Wohnmobilreise durch die Türkei
Die Türkei ist eigentlich viel zu groß, um sie in einer einzigen Reise zu bewältigen. Zu viele Orte laden zum Bleiben ein. Es sind im Norden die antiken Städte Troja und Ephesus, in der Mitte die türkische Ägäis mit den malerischen Buchten am warmen Mittelmeer, und im Süden die Riviera mit zahlreichen Badeorten.
Im Osten erstreckt sich Kappadokien, Pamukkale will erobert werden, und die gastfreundlichen Türken helfen immer gerne weiter. Mal im perfekten Deutsch oder Englisch, manchmal aber auch mit Händen und Füßen.
Einen persönlichen Erfahrungsbericht teilt unsere Kollegin Alexandra Görgen in unserem Reisemagazin in ihrem Blogartikel „Roadtrip Türkei: Mit dem Camper von Antalya bis nach Kappadokien“.

Bosporus, Marmarameer und Dardanellen

Fahrt mit dem Camper dorthin, wo Europa endet und Asien beginnt: nach Istanbul. Die Millionenstadt liegt zu beiden Seiten des Bosporus und damit auf zwei Kontinenten. Sie gilt als eine der bedeutendsten Städte der Weltgeschichte!
Hier könnt ihr in die Antike aufbrechen: Entlang des Marmarameeres, einem Binnenmeer des Mittelmeers, geht es zunächst nach Bursa, der viertgrößten Stadt des Landes, die als Wiege des Osmanischen Reiches bezeichnet wird.
Weiter gen Westen und parallel zu den Dardanellen, der Meerenge, die das Mittelmeer mit der Ägäis verbindet, kommt man nach Troja. Richtung Süden in der Nähe von Izmir folgen das sagenumwobene Pergamon und schließlich Ephesus.
Türkische Riviera

Die Südküste der Türkei ist besser bekannt unter der Bezeichnung Türkische Riviera. Sie erstreckt sich von Fethiye über Antalya bis Alanya. Hier gibt es traumhaft lange Sandstrände, lebhafte Urlaubsorte und an 300 Tagen im Jahr Sonne. Diese Region lockt Wassersportfans genauso wie Familien mit Kindern.

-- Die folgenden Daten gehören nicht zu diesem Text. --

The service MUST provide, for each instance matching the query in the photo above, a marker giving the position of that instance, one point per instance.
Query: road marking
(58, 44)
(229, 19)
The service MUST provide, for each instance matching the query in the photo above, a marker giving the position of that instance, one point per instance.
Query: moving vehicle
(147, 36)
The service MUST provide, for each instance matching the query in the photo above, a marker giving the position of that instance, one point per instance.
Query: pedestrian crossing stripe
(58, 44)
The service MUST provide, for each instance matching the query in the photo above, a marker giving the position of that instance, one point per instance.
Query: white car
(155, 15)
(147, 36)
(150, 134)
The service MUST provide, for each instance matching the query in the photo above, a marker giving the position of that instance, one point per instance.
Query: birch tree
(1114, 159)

In Antalya könnt ihr das Wohnmobil übernehmen. Macht unbedingt einen Bummel am Hafen und durch die hübsche Altstadt. Die bekannten Badeorte Kemer und Side sind von hier aus ebenfalls nicht weit.

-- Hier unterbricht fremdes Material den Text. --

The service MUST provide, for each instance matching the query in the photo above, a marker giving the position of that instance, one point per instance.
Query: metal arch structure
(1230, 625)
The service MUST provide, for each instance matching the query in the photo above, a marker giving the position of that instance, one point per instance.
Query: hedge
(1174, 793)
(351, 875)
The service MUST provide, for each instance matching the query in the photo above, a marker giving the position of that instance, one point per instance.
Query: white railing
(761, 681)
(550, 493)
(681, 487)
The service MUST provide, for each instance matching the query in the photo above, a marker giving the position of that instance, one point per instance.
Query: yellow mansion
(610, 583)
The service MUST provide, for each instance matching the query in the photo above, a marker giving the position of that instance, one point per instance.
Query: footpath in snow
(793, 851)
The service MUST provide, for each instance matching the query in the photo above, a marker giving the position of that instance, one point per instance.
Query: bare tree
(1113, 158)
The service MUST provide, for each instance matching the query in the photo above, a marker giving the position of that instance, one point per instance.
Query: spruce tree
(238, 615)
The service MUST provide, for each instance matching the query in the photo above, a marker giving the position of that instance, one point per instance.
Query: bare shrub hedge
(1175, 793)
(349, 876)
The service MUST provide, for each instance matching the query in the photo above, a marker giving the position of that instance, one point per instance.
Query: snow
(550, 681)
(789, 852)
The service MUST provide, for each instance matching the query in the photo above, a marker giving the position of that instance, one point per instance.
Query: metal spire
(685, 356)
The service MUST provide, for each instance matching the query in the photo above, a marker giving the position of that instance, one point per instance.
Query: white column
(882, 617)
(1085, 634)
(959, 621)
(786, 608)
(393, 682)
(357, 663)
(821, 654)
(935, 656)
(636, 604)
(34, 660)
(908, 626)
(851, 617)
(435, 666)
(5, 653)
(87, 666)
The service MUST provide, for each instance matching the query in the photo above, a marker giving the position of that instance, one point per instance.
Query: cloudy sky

Das parallel zur Küste verlaufende westliche Taurusgebirge mit seinen oft noch schneebedeckten Gipfeln sorgt nicht nur für gute Fotos, sondern bietet mit vielen markierten Wegen Wanderfreunden ein sportliches Kontrastprogramm zu Sonnenschirm und Strandliege.
Türkische Ägäis

Wer eher ein milderes Klima bevorzugt und außerdem geschichtlich interessiert ist, dem empfehlen wir eine Wohnmobilreise zur Türkischen Ägäis, dem westlichen und südwestlichen Küstenabschnitt des Landes zwischen Izmir und Fethiye.
Statt langer Sandstrände findet man hier eindrucksvolle Felslandschaft, kleine Buchten und türkisblaues Wasser vor. Das Taurusgebirge reicht dort fast bis ins Meer. Außer Baden z.B. an den Stränden von Bodrum oder Cesme lohnen sich Ausflüge in die Antike zu den Ruinen von Olympos und den Felsengräbern von Myra.

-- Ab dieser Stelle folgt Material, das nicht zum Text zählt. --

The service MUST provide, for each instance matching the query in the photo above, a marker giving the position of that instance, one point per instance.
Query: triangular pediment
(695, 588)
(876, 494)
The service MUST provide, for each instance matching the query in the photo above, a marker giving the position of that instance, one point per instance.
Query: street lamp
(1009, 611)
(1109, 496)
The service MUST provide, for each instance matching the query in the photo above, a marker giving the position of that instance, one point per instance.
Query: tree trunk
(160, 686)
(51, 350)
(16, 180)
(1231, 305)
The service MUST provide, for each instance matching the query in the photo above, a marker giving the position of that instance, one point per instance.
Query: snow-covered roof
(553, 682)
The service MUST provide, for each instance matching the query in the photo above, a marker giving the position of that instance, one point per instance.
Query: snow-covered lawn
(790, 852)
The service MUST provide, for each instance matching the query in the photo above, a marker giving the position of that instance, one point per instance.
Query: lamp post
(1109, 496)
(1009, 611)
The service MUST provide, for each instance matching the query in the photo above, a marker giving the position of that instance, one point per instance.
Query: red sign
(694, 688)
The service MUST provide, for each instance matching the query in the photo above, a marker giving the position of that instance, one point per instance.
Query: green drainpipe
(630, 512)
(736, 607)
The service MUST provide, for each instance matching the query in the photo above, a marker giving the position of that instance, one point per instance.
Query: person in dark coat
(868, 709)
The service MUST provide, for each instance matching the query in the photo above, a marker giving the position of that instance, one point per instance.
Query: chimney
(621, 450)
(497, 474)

Tipp: Fahrt mit dem Camper unbedingt einmal zur Bucht von Ölüdeniz bei Fethiye. Dort, wo die Türkische Ägäis auf die Türkische Riviera trifft, liegt der schönste Sandstrand des Landes.
Wann ist die beste Reisezeit für die Türkei?
Aufgrund der geografischen Gegebenheiten herrschen unterschiedliche Klimaeinflüsse in den verschiedenen Regionen der Türkei. Während das Wetter an der türkischen Riviera und an der Ägäis maritim beeinflusst wird, herrscht im Landesinneren Kontinentalklima.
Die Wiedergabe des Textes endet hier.